The effort has alarmed voting rights advocates, election administrators and civil rights lawyers at the U.S. Department of Justice, who this past week demanded confirmation that federal security and anti-intimidation laws are being followed. Senate President Karen Fann responded Friday by telling the department it had nothing to worry about.
Man kills 6, then self, at Colorado birthday party shooting
COLORADO SPRINGS, Colo. (AP) — A gunman opened fire at a birthday party in Colorado, slaying six adults before killing himself Sunday, police said.
The shooting happened just after midnight in a mobile home park on the east side of Colorado Springs, police said.
Officers arrived at a trailer to find six dead adults and a man with serious injuries who died later at a hospital, the Colorado Springs Gazette reported.
The suspected shooter was the boyfriend of a female victim at the party attended by friends, family and children.
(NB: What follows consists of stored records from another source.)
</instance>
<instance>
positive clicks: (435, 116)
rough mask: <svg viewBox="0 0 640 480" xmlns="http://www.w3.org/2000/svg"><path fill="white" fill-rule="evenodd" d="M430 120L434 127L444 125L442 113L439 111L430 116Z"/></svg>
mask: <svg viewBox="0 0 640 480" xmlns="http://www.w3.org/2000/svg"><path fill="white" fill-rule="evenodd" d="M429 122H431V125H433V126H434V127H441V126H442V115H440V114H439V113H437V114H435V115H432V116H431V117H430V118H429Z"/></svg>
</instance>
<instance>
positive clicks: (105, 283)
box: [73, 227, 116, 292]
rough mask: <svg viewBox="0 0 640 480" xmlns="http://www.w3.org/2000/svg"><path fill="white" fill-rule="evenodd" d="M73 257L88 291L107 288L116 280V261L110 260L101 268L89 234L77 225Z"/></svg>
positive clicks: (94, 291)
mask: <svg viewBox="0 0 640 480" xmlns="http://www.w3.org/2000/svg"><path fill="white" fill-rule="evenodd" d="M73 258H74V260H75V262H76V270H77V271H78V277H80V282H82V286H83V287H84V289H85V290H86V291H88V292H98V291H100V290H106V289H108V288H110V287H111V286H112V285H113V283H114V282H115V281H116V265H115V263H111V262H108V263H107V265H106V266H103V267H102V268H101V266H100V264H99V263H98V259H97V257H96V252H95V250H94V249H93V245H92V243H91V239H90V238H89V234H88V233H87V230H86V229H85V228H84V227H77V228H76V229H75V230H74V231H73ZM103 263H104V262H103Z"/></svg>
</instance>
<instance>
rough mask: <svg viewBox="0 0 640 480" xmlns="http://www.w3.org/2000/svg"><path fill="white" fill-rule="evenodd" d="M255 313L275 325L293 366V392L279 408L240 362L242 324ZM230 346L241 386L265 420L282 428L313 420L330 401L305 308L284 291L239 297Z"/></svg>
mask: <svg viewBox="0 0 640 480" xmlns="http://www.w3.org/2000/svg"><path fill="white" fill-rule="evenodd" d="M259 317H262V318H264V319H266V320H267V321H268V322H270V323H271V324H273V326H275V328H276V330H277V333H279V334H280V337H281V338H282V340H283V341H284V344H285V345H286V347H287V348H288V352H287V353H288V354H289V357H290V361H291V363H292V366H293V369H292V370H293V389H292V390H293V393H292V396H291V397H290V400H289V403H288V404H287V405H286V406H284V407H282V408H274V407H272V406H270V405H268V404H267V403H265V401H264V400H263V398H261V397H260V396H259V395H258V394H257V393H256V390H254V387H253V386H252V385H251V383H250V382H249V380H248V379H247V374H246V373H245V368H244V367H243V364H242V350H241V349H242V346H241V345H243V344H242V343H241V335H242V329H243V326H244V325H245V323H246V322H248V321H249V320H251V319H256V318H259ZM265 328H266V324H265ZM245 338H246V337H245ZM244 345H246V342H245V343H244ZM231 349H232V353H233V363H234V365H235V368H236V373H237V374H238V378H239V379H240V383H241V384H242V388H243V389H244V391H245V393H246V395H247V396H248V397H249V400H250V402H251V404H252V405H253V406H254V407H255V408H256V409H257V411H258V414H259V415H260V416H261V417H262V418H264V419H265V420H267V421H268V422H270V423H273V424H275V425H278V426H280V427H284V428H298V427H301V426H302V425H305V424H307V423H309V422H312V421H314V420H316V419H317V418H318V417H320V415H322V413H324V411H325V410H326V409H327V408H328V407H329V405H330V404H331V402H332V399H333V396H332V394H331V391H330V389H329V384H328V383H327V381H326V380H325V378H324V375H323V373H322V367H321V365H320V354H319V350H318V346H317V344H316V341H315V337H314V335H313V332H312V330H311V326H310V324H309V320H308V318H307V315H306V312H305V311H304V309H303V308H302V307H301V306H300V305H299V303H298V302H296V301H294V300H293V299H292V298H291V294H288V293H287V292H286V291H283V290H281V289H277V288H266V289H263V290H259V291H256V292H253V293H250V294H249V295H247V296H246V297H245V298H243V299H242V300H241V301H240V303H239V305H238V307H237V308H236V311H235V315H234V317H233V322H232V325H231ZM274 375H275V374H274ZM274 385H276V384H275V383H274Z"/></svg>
He walked inside and opened fire before shooting himself, police said.
The birthday party was for one of the people killed, police said.
German Catholics to bless gay unions despite Vatican ban
BERLIN (AP) — Germany's powerful Catholic progressives are openly defying a recent Holy See pronouncement that priests cannot bless same-sex unions by offering such blessings at services in about 100 different churches all over the country this week.
The blessings at open worship services are the latest pushback from German Catholics against a document released in March by the Vatican's orthodoxy office, the Congregation for the Doctrine of the Faith, which said Catholic clergy cannot bless same-sex unions because God "cannot bless sin."
The document pleased conservatives and disheartened advocates for LGBTQ Catholics around the globe. But the response has been particularly acute in Germany, where the German church has been at the forefront of opening discussion on hot-button issues such as the church's teaching on homosexuality as part of a formal process of debate and reform.
The dozens of church services celebrating blessings of gay unions are the latest escalation in tensions between conservatives and progressives that have already sparked alarm, primarily from the right, that part of the German church might be heading into schism.
Germany is no stranger to schism: 500 years ago, Martin Luther launched the Reformation here.
Medina Spirit could lose Ky. Derby win; track bans Baffert
LOUISVILLE, Ky. (AP) — Medina Spirit's victory in the Kentucky Derby is in serious jeopardy because of a failed postrace drug test, one that led Churchill Downs to suspend Hall of Fame trainer Bob Baffert on Sunday in the latest scandal to plague the sport.
Baffert denied all wrongdoing and promised to be fully transparent with the Kentucky Horse Racing Commission during its investigation. Baffert's barn received word Saturday that Medina Spirit had tested positive for an excessive amount of the steroid betamethasone, which is sometimes used to treat pain and inflammation in horses.
Medina Spirit's win over Mandaloun in the Derby stands — for now.
"To be clear, if the findings are upheld, Medina Spirit's results in the Kentucky Derby will be invalidated and Mandaloun will be declared the winner," Churchill Downs officials said in a statement shortly after Baffert held a hastily planned morning news conference outside his barn to announce and respond to the allegations.
The track said failure to comply with the rules and medication protocols jeopardizes the safety of horses and jockeys, the sport's integrity and the Derby's reputation.